Environment and Conflict
Online International Symposium organised by the Archbishop Desmond Tutu Centre for War and Peace Studies Liverpool Hope University, Hope Park Campus, 12th July 2021
Rising sea levels, droughts, bushfires, and other extreme weather events are exacerbating existing environmental stresses, and provoking unprecedented challenges to states and communities. These growing environmental challenges multiply the risk of social deprivation, political instability and war. As the international community struggles to find consensus on limiting carbon emissions, the challenges to peace and security that will arise in a warming world are only beginning to be understood. The aim of this event is to explore the relationship between climate change and challenges to peace. We will receive papers from scholars, practitioners and activists on all the dimensions of environment and conflict including, among others:
- Security, intelligence and governance
• Human rights, justice and law
• Interlinked global challenges (displacement, food scarcity, etc.)
• Urban settings
• Role of religious traditions and communities in the action for environmental protection
• Civil society mobilization
• Expression and representation in literature and arts
• Media and communication
Please send abstracts of maximum 300 words (word format) for presentations lasting no more than 20 minutes, together with a maximum of 5 keywords and a biography of 150 words including name, title, institutional affiliation, contact information and technical requirements where applicable to firstname.lastname@example.org by May 1, 2021.

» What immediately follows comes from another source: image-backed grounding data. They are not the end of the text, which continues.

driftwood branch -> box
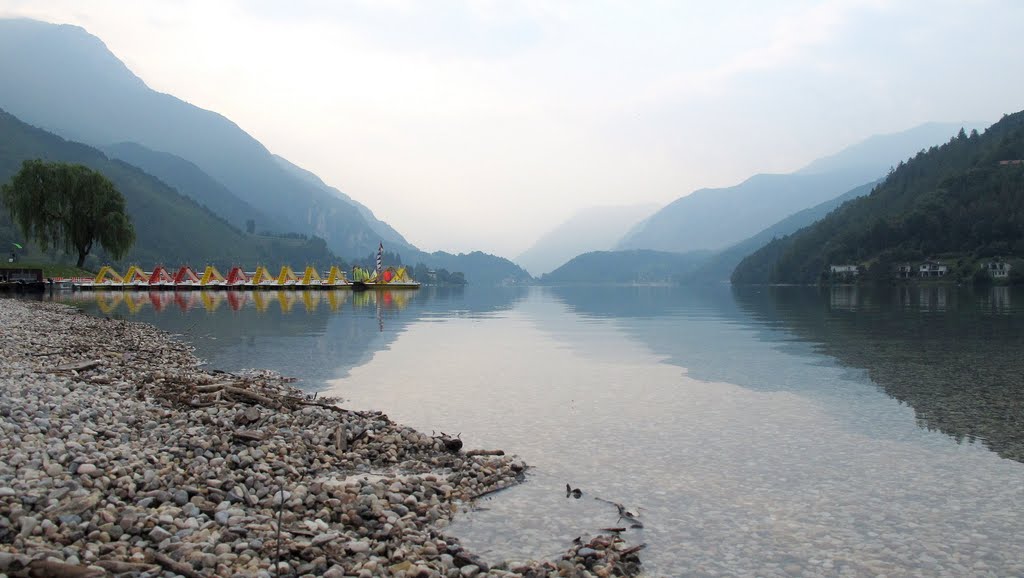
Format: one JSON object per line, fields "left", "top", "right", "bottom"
{"left": 469, "top": 483, "right": 513, "bottom": 501}
{"left": 94, "top": 560, "right": 161, "bottom": 574}
{"left": 193, "top": 382, "right": 286, "bottom": 410}
{"left": 465, "top": 449, "right": 504, "bottom": 457}
{"left": 351, "top": 428, "right": 370, "bottom": 446}
{"left": 194, "top": 381, "right": 235, "bottom": 393}
{"left": 54, "top": 359, "right": 101, "bottom": 373}
{"left": 297, "top": 400, "right": 349, "bottom": 415}
{"left": 620, "top": 543, "right": 647, "bottom": 557}
{"left": 594, "top": 496, "right": 644, "bottom": 528}
{"left": 221, "top": 386, "right": 281, "bottom": 409}
{"left": 233, "top": 430, "right": 266, "bottom": 442}
{"left": 334, "top": 425, "right": 347, "bottom": 452}
{"left": 152, "top": 552, "right": 203, "bottom": 578}
{"left": 25, "top": 559, "right": 106, "bottom": 577}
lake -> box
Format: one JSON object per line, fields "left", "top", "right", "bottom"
{"left": 49, "top": 285, "right": 1024, "bottom": 577}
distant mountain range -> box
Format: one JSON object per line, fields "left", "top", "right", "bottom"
{"left": 541, "top": 249, "right": 711, "bottom": 284}
{"left": 532, "top": 122, "right": 990, "bottom": 286}
{"left": 515, "top": 203, "right": 658, "bottom": 276}
{"left": 534, "top": 180, "right": 880, "bottom": 285}
{"left": 685, "top": 180, "right": 880, "bottom": 283}
{"left": 0, "top": 18, "right": 529, "bottom": 284}
{"left": 732, "top": 114, "right": 1024, "bottom": 284}
{"left": 617, "top": 122, "right": 987, "bottom": 254}
{"left": 534, "top": 121, "right": 985, "bottom": 286}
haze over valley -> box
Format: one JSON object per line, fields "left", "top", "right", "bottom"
{"left": 4, "top": 5, "right": 1024, "bottom": 577}
{"left": 2, "top": 1, "right": 1022, "bottom": 273}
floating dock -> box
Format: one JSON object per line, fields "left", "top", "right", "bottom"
{"left": 61, "top": 264, "right": 420, "bottom": 291}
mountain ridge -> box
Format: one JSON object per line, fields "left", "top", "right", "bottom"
{"left": 540, "top": 249, "right": 711, "bottom": 284}
{"left": 732, "top": 114, "right": 1024, "bottom": 284}
{"left": 102, "top": 141, "right": 270, "bottom": 231}
{"left": 686, "top": 180, "right": 880, "bottom": 283}
{"left": 617, "top": 122, "right": 988, "bottom": 254}
{"left": 0, "top": 18, "right": 391, "bottom": 258}
{"left": 0, "top": 17, "right": 529, "bottom": 284}
{"left": 515, "top": 203, "right": 657, "bottom": 276}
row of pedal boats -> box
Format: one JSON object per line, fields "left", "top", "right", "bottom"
{"left": 68, "top": 265, "right": 420, "bottom": 291}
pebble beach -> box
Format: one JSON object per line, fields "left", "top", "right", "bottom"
{"left": 0, "top": 298, "right": 642, "bottom": 578}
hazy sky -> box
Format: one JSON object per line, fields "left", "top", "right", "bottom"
{"left": 2, "top": 1, "right": 1023, "bottom": 257}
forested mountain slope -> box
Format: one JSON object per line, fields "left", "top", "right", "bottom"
{"left": 732, "top": 113, "right": 1024, "bottom": 284}
{"left": 688, "top": 181, "right": 878, "bottom": 283}
{"left": 0, "top": 109, "right": 333, "bottom": 269}
{"left": 103, "top": 142, "right": 270, "bottom": 231}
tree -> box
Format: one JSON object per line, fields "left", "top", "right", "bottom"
{"left": 1, "top": 160, "right": 135, "bottom": 267}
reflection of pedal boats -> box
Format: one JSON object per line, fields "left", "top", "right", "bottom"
{"left": 349, "top": 281, "right": 421, "bottom": 291}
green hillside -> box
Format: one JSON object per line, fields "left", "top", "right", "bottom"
{"left": 103, "top": 141, "right": 270, "bottom": 231}
{"left": 732, "top": 112, "right": 1024, "bottom": 285}
{"left": 413, "top": 251, "right": 528, "bottom": 286}
{"left": 0, "top": 108, "right": 333, "bottom": 270}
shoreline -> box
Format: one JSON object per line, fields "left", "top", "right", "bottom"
{"left": 0, "top": 298, "right": 642, "bottom": 577}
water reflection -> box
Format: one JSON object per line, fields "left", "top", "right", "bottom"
{"left": 733, "top": 285, "right": 1024, "bottom": 462}
{"left": 549, "top": 284, "right": 1024, "bottom": 464}
{"left": 50, "top": 287, "right": 527, "bottom": 388}
{"left": 32, "top": 284, "right": 1024, "bottom": 575}
{"left": 980, "top": 285, "right": 1013, "bottom": 312}
{"left": 57, "top": 288, "right": 428, "bottom": 316}
{"left": 332, "top": 286, "right": 1024, "bottom": 576}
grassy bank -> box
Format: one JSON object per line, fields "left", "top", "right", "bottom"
{"left": 0, "top": 261, "right": 94, "bottom": 278}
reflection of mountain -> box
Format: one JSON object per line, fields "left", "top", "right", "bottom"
{"left": 55, "top": 287, "right": 526, "bottom": 390}
{"left": 544, "top": 285, "right": 809, "bottom": 394}
{"left": 547, "top": 284, "right": 739, "bottom": 319}
{"left": 732, "top": 285, "right": 1024, "bottom": 463}
{"left": 546, "top": 284, "right": 1024, "bottom": 463}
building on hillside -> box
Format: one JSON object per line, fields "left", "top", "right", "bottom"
{"left": 919, "top": 261, "right": 948, "bottom": 277}
{"left": 998, "top": 160, "right": 1024, "bottom": 166}
{"left": 985, "top": 261, "right": 1012, "bottom": 278}
{"left": 895, "top": 264, "right": 915, "bottom": 279}
{"left": 829, "top": 265, "right": 860, "bottom": 278}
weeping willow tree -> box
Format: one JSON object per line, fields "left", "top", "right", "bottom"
{"left": 1, "top": 160, "right": 135, "bottom": 267}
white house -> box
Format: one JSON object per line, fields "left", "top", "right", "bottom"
{"left": 919, "top": 262, "right": 948, "bottom": 277}
{"left": 986, "top": 261, "right": 1012, "bottom": 278}
{"left": 830, "top": 265, "right": 859, "bottom": 276}
{"left": 895, "top": 264, "right": 915, "bottom": 278}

Registration free of charge for the symposium will open soon after the call for papers have been closed.
For all enquiries, please contact email@example.com
Malcolm Miles is a writer and researcher on critical theory, culture and urbanism. His recent books include Paradoxical Urbanism (Palgrave, 2021), Cities and Literature (Routledge, 2019), Limits to Culture (Pluto, 2015), and Eco-Aesthetics (Bloomsbury, 2014). He is currently working on a book on radical aesthetics (contracted by Bloomsbury for 2022-23). Until retirement in 2016 Malcolm was Professor Cultural Theory in the School of Architecture, University of Plymouth, and a Visiting Professor in Sociology at Keele University. Despite events, he regards himself still a European citizen.
John Vogler is Professorial Research Fellow in International Relations at Keele University. He has been involved with the international relations of the environment over the last three decades and is the author of numerous publications including Climate Change in World Politics (2016) Palgrave Macmillan. he is currently working on the prospects for COP 26.